Article by Lester Black, The Stranger
I used to be a cook at a Bavarian lodge in the Rocky Mountains. The work was extremely tiring, and after hour 10 of slinging schnitzel and spätzle to Texan tourists, a coworker of mine would pull out his vape pen filled with concentrated cannabis. I would take my hands off the half-dozen sauté pans in front of me to take a nice long drag.
It would feel like a heavy wave washed over me. For a moment, I’d forget the stress of the day, my legs would stop hurting, and everything would become more like nothing. Then that wave would pass and I would work through a haze for the rest of my shift.
We were vaping the cheap butane hash oil that was almost completely tetrahydrocannabinol, aka THC. It is an ironic product: When you ingest the strongest chemical of cannabis by itself, it doesn’t feel much like cannabis at all.
“THC on its own is a crummy drug—people are generally not going to like it. It’s quite disorienting and it produces pretty severe short-term memory loss,” said Dr. Ethan Russo, a board-certified neurologist who lives on Vashon Island and has studied cannabis for decades.
If THC alone were responsible for the benefits of cannabis, then Marinol (a synthesized version of THC that has been FDA approved since 1985) would have replaced pot. It hasn’t. THC alone is not an effective medicine, and there’s reproducible science that shows the entire cannabis plant is more effective than any single compound derived from it.

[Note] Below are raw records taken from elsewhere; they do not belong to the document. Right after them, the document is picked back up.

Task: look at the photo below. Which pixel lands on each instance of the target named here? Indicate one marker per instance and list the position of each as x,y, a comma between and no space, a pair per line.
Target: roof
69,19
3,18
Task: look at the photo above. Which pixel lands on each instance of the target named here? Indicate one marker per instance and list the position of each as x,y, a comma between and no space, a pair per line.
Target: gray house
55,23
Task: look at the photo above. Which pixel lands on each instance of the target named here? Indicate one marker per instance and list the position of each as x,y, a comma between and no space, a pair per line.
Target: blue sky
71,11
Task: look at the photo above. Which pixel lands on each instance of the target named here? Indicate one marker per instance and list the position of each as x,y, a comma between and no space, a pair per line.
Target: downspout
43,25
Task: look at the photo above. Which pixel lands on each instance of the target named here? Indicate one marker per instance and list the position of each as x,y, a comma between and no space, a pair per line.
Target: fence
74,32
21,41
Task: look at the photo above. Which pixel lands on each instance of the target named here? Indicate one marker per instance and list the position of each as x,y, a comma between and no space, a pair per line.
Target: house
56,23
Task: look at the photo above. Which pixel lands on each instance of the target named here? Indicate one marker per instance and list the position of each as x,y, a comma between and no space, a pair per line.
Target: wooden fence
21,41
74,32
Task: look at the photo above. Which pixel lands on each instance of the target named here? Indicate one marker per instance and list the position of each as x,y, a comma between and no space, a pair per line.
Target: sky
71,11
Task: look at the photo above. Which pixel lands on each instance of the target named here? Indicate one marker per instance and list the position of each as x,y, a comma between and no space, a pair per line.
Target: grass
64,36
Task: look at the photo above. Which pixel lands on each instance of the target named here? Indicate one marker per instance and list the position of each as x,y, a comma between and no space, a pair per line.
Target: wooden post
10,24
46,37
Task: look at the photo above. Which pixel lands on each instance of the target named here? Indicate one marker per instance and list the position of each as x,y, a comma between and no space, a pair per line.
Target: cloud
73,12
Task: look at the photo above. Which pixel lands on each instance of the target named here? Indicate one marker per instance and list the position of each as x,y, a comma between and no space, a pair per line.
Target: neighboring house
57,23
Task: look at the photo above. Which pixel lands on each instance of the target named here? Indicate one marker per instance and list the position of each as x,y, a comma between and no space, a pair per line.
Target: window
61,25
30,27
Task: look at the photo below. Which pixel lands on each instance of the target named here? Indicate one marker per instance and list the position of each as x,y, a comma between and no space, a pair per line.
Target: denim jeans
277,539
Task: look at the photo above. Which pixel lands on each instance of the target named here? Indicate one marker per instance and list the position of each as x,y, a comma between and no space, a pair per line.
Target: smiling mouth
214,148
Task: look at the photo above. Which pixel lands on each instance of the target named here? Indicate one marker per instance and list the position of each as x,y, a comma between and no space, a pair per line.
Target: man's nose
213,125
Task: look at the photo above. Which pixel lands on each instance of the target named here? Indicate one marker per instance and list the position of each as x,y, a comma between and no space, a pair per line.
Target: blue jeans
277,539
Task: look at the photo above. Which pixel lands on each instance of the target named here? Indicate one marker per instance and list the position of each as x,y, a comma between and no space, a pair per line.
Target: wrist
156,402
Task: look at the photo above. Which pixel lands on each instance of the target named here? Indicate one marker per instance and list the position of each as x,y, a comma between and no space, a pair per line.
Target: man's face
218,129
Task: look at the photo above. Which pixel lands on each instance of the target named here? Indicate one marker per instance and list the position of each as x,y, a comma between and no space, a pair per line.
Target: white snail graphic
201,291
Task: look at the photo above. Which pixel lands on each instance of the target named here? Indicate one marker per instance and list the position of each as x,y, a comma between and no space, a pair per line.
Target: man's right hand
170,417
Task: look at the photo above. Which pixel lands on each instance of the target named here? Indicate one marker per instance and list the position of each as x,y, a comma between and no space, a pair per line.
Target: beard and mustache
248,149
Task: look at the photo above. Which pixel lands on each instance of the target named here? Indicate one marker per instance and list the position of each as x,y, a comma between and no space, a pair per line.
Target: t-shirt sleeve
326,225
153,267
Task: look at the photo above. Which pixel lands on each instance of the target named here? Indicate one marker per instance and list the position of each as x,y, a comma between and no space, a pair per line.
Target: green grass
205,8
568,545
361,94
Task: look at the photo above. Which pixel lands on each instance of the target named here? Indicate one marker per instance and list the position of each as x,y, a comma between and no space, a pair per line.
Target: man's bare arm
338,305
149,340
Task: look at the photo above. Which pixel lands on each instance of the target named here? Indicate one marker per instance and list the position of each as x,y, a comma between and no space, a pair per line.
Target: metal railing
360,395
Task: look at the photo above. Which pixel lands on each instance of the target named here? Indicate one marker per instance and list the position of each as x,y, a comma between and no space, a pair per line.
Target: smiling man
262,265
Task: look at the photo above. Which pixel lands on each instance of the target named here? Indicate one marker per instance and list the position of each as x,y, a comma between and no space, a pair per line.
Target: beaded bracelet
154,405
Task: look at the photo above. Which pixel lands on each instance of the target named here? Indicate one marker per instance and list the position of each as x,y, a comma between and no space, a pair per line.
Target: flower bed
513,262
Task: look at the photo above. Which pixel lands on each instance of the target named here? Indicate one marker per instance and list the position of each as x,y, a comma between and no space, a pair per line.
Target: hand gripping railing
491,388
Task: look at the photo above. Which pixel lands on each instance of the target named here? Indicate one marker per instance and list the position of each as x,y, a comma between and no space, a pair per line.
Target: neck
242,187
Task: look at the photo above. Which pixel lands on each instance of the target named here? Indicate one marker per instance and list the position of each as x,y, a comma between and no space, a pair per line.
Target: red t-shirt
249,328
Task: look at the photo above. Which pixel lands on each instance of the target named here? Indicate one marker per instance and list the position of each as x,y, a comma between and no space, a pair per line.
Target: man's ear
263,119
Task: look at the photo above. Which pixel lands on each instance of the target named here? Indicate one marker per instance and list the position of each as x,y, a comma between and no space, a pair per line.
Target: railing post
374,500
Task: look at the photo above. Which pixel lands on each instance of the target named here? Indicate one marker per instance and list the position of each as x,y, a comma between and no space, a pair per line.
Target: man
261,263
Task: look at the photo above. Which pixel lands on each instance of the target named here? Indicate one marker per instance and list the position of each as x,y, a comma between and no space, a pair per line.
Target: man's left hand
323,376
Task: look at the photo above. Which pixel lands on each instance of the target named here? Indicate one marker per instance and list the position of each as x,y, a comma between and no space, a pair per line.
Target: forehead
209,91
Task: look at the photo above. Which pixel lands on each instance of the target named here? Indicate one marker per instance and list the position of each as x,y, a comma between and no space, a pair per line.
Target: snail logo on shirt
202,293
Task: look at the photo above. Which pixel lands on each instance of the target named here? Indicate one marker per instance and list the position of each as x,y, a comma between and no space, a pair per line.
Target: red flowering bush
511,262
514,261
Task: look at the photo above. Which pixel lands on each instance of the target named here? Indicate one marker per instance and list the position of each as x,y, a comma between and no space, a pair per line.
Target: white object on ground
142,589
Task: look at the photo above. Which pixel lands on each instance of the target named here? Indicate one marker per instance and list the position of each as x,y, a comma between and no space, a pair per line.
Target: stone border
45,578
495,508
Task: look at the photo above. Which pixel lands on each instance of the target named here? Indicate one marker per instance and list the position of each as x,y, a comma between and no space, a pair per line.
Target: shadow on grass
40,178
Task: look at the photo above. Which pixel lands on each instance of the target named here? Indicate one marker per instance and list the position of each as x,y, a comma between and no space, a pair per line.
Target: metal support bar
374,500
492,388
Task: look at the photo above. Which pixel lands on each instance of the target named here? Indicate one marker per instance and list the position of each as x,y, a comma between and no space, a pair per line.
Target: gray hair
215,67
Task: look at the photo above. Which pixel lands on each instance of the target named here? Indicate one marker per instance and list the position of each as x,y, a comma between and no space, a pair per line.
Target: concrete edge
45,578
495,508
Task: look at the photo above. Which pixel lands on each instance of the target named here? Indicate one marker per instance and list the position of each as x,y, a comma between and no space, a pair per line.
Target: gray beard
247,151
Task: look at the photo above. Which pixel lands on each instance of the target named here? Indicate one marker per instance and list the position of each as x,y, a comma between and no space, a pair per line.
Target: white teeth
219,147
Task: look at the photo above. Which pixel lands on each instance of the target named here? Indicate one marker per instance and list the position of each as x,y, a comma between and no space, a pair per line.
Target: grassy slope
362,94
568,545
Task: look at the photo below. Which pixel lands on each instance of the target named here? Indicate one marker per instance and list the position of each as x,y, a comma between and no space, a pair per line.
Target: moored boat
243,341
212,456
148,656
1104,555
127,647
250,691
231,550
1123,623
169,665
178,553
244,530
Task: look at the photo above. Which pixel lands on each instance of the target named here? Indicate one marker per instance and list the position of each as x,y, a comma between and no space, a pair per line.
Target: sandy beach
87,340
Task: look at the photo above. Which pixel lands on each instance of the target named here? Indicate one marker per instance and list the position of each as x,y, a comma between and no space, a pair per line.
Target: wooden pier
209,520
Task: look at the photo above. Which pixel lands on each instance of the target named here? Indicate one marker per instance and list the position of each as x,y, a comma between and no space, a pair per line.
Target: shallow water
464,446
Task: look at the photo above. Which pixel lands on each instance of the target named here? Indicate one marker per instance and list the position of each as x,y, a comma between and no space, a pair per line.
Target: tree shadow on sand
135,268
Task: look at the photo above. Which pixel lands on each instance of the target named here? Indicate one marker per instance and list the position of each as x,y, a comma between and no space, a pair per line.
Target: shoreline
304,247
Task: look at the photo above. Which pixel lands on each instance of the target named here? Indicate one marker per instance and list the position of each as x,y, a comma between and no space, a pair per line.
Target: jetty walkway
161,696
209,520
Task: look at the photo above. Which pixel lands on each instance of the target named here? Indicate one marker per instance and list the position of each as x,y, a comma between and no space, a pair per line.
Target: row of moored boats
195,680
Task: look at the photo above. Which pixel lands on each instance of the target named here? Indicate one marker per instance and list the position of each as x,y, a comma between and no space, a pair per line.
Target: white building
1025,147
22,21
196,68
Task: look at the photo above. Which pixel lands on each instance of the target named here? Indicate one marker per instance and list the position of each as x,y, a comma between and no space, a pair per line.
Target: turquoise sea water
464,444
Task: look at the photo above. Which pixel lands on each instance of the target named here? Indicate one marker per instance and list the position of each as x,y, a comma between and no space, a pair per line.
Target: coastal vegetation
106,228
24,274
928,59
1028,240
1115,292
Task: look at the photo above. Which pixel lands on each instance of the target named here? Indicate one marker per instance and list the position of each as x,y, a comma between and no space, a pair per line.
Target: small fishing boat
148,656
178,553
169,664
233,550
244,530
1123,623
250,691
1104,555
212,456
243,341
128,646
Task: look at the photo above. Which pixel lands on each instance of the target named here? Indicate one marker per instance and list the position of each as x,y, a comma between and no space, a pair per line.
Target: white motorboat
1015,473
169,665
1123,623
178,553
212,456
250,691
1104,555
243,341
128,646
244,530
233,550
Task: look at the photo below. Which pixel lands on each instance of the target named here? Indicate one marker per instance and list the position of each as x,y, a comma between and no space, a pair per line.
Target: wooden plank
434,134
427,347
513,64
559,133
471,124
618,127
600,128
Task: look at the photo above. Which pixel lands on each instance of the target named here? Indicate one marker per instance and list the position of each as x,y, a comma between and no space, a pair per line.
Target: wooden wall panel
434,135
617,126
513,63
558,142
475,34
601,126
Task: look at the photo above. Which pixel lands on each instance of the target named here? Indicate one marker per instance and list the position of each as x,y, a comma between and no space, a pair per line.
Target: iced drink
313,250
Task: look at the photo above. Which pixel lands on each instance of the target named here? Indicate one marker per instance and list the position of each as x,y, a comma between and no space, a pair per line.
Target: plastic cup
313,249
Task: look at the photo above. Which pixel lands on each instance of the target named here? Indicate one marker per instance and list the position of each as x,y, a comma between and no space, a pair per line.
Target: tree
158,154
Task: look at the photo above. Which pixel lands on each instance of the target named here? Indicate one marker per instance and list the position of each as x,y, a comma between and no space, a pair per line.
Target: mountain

Understanding THC’s limitations has implications for recreational users as well as medical users. I would somewhat enjoy my friend’s crude THC concentrate at the end of a cooking shift, but opioid painkillers are also popular in that setting, so that’s not a good barometer. Great cannabis is great not because of its THC potency but due to the right ratios of everything else other than THC.